Final Exam quotes

“That’s one of the reasons I never wanted to get married. The last thing I wanted was infinite security and to be the place an arrow shoots off from. I wanted change and excitement and to shoot off in all directions myself, like the colored arrows from a Fourth of July rocket.”

1) The Bell Jar

2) Sylvia Plath

3) Esther

4) This passage is showing us that Ester did not find the idea of marriage comforting at all. She just wanted an exciting life and didn’t see it with anyone. I actually don’t think that she ever liked the idea of marriage throughout the novel. I feel like everyone around her made her feel that marriage was always like this. Of course it was during a different time period, but I still don’t think that every guy would have been the same. I felt like Esther felt like she was forced to get married one day and for that reason did not enjoy the idea.

5) I think that this text is showing us that Esther doesn’t like anything that she is supposed to do I the future.

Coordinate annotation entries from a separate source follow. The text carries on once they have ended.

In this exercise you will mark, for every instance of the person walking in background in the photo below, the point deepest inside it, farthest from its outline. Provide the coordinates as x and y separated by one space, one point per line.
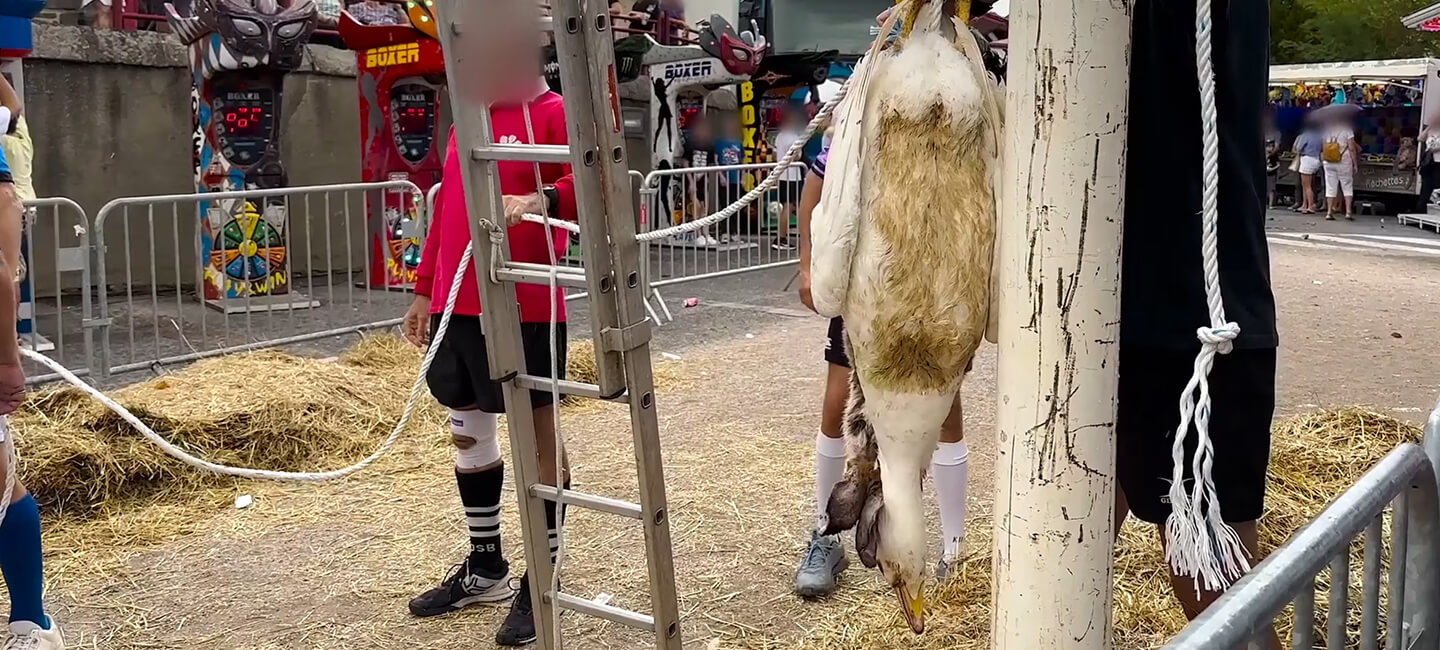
792 177
1339 153
1272 169
697 153
729 153
378 12
1308 163
1429 165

I think she just wants to live her life with no rules. Women in that point in time were supposed to get married and I honestly think that thinking about anything that she was “supposed” to do stressed her out. I think they included this in the texts because usually a girl from that time would be very excited about being a future wife. I think this passage was showing us that Esther is not like the rest.

6) The fact that Esther is stressed out about being forced to do things because of society’s expectations reminds me of the main character from The Yellow Wallpaper because they both seem so scared about the future. I feel like they are scared about nothing because they don’t have to do anything that they don’t want to do, but they don’t know this. The main character in The Yellow Wallpaper always thought she was being watched, when she wasn’t. I just think they go together because they are both just being paranoid.

Bell jar

Bell Jar – noun

Definition – a bell-shaped usually glass vessel designed to cover objects or to contain gases or a vacuum

Source – http://www.merriam-webster.com/dictionary/bell+jar?show=0&t=1400612972

Found in – The Bell Jar – Sylvia Plath

Passage – “wherever I sat—on the deck of a ship or at a street café in Paris or Bangkok—I would be sitting under the same glass bell jar, stewing in my own sour air”

Throughout this story the significance of the bell jar was very important here we see Esther feeling that she is inside of a bell jar because she is suffocating within her own thoughts. Esther is not able to express what she truly feels in this is why she feels trap.

Pseudonym

Pseudonym (noun)

from the Greek pseudonymos bearing a false name

http://i.word.com/idictionary/pseudonym

The Bell Jar is a novel written by Sylvia Plath in the mid Twentieth Century. This novel was first released under the pseudonym Victoria Lucas. Sylvia Plath decided to use this name in hopes to avoid hurting people she cared for in America. This book had many editions since the first one. 

After reading the book, I was better able to understand why Ms. Plath would use a false name. There were a lot of content that would probably have offended some people, although this was just her outlook.

Bell Jar

“To the person in the bell jar, blank and stopped as a dead baby, the world itself is a bad dream”. 

http://i.word.com/idictionary/bell%2520jar

bell Jar (noun)

:Bell shaped usually glass vessel designed to cover objects or to contain gases or a vacuum

Understanding what a bell jar is helps me to understand this passage better. The bell jar is really a metaphor for her “world”. The dead baby is of her spirit. not alive, suffication of her liberation. This spiritual death seemed more like a dream.

Bungled

Bungled
verb – past of bungle

to act or work clumsily and awkwardly

Source: Merriam-Webster

“My words bungled out thick as molasses.”

From “The Bell Jar”, by Sylvia Plath – chapter 4

The word describes how Esther told the person knocking on the door to wait a minute. She was feeling sick in the bathroom and wasn’t feeling strong enough to speak properly, so she had to mumble.

Slunk

Slunk
verb (past participle of slink)

to move in a way that does not attract attention especially because you are embarrassed, afraid, or doing something wrong

Source: Merriam-Webster

“I slunk down on the middle of my spine, my nose level with the rim of the window, and watched the houses of outer Boston glide by. As the houses grew more familiar I slunk still lower.”

From: The Bell Jar, by Sylvia Plath – chapter 10

The understanding of the word “slunk” is fundamental get the sense of shame and embarrassment that is being conveyed. Esther was explaining how she felt diminished by the fact that she hadn’t made the writing course, which wasn’t expected.

Veld

Veld
noun

a grassland especially of southern Africa usually with scattered shrubs or trees
Source: Merriam-Webster

“Travel posters plastered the smoke-dark walls, like so many picture windows overlooking Swiss lakes and Japanese mountains and African velds, and thick, dusty bottle-candles, that seemed for centuries to have wept their colored waxes red over blue over green in a fine, three-dimensional lace, cast a circle of light round each table where the faces floated, flushed and flamelike themselves.”

From: The Bell Jar, by Sylvia Plath (Chapter 7)

The definition of this word makes it easy for me to understand the scenario that is being described, which is the imagery present in a poster on the wall of the restaurant where Constantin took Esther to.